Never having seen this confirmed by someone with actual direct knowledge of whether it's right or not, it may be wise to regard this as possibly conjecture, but it does sound plausible.

Thus, the tools from the '60s, '70s and '80s were actually well-made, quite often, and as long as they aren't heavily abused, last accordingly. (I don't use it, but I still have my Dad's 3/8" chuck Bridges electric drill (Mark IV Neonic, no less!) dating from either the late '50s or early '60s, and it worked last time it was roused from it's slumber.) From the '90s onwards, you got what you payed for.

Just another example of life in the age of Disposable Everything, I suppose.
 
One other point:- I don't have a pillar drill as such, but do have a vertical stand with base to use the drill in - in fact I now have 2 - one really solid cast iron and steel one by Record which only holds a drill by the standard collar behind the chuck - everything's well-built about this, but it only fits this collar ie my old cheapo no-longer-working drills (I also tried a supposedly pro Bosch on this but it burnt out quite quickly).

Unfortunately the older B&Ds I favour have their own fitting (in some ways better as they hold back and front of the drill body) - so now I have a second drill stand - reasonably made in UK by B&D, but light alloy and not quite so solid.
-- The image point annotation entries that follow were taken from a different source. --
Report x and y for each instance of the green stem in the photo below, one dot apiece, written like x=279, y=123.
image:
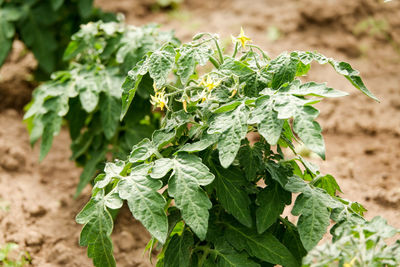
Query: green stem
x=214, y=62
x=221, y=57
x=172, y=88
x=261, y=51
x=235, y=51
x=206, y=251
x=158, y=155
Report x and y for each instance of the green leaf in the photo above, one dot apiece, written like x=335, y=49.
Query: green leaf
x=352, y=75
x=160, y=65
x=206, y=141
x=52, y=125
x=309, y=130
x=189, y=173
x=228, y=107
x=232, y=127
x=85, y=7
x=229, y=257
x=90, y=169
x=229, y=184
x=110, y=110
x=291, y=239
x=342, y=68
x=98, y=225
x=284, y=68
x=145, y=203
x=251, y=158
x=271, y=202
x=264, y=246
x=328, y=183
x=142, y=151
x=7, y=31
x=278, y=172
x=189, y=57
x=179, y=250
x=314, y=89
x=131, y=84
x=312, y=206
x=302, y=69
x=56, y=4
x=269, y=126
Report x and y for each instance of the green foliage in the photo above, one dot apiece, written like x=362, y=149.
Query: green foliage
x=206, y=193
x=88, y=94
x=17, y=260
x=362, y=244
x=44, y=26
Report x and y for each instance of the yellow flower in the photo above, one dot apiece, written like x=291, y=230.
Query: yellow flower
x=184, y=105
x=242, y=38
x=350, y=264
x=203, y=96
x=233, y=93
x=159, y=100
x=210, y=84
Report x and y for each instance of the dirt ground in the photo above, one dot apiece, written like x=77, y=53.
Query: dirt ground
x=363, y=137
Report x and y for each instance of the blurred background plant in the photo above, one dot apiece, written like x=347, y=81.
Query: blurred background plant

I think the good old Record will have to go - lack of space.

This also allows me to use a non-hammer drill as my pillar drill - I hear and think I can see that hammer drills are less good for precision work as they necessarily have some built-in free play.
 
Found a 80s Fein drill at a thrift store, very nice unit (came from my employer actually, still had the calibration sticker we use on it).
Supremely accurate, but only takes drills up to 6mm, and has an on off switch, no softstart or variable rpm.
But for 15 euros, very nice, and more accurate than more recent units.